Playertwo Live Demo

This is a live Pong game running directly in the documentation, demonstrating the playertwo state-first architecture.

Controls: W/S = Left paddle | Arrow Up/Down = Right paddle

How This Works

This demo shows playertwo’s core pattern — even without a network transport:

  1. State is a plain object: paddles (position + score) and ball (position + velocity)
  2. Actions process input: move actions update paddle positions
  3. Physics runs on the “host”: ball movement, collisions, scoring
  4. Rendering reads state and draws — no game logic in the renderer

In a real multiplayer setup, you’d replace the shared state with a LocalTransport (for testing) or TrysteroTransport (for P2P WebRTC). The game code stays identical.

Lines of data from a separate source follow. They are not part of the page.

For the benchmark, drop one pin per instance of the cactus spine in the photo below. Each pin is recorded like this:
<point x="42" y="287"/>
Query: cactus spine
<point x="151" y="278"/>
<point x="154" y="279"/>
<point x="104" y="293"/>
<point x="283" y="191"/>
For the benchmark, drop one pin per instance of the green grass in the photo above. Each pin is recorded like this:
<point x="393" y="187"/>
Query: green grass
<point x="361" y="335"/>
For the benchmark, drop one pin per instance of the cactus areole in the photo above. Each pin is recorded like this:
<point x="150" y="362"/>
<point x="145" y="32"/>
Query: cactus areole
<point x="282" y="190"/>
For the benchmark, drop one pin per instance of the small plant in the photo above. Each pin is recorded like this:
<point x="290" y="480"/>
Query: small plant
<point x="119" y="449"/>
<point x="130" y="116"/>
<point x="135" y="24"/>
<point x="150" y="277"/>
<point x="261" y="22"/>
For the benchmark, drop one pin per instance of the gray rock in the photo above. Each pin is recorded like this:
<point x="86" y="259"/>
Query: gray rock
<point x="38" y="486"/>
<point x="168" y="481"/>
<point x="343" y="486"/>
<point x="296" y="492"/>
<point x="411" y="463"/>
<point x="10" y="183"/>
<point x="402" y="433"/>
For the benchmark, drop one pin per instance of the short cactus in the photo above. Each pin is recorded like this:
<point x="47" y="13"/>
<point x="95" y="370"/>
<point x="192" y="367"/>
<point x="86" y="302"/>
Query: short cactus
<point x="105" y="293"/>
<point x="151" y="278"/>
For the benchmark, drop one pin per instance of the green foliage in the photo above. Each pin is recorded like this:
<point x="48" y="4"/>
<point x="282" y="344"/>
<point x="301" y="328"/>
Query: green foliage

// Same game, now multiplayer
import { defineGame, GameRuntime } from '@playertwo/core';
import { TrysteroTransport } from '@playertwo/transport-trystero';

const game = defineGame({
  setup: ({ playerIds }) => ({
    paddles: Object.fromEntries(
      playerIds.map((id, i) => [id, { y: 200, score: 0, side: i === 0 ? 'left' : 'right' }])
    ),
    ball: { x: 300, y: 200, vx: 4, vy: 3 },
  }),
  actions: {
    move: {
      apply(state, context, input) {
        state.paddles[context.targetId].y += input.dy;
      },
    },
  },
});

const transport = new TrysteroTransport({ roomId: 'pong-room', appId: 'ptero-demo' });
const runtime = new GameRuntime(game, transport, { isHost: transport.isHost() });

Embedding in Ptero Docs

Ptero uses MDsveX, so you can embed any HTML via iframes or Svelte components directly in documentation pages. For playertwo demos, the pattern is:

  1. Build a standalone game HTML page (canvas or Phaser)
  2. Place it in static/demos/
  3. Embed with <iframe src="/demos/your-game.html" />

For the full multiplayer experience with dual-view testing, use the @playertwo/ide component with the iframe-bridge transport.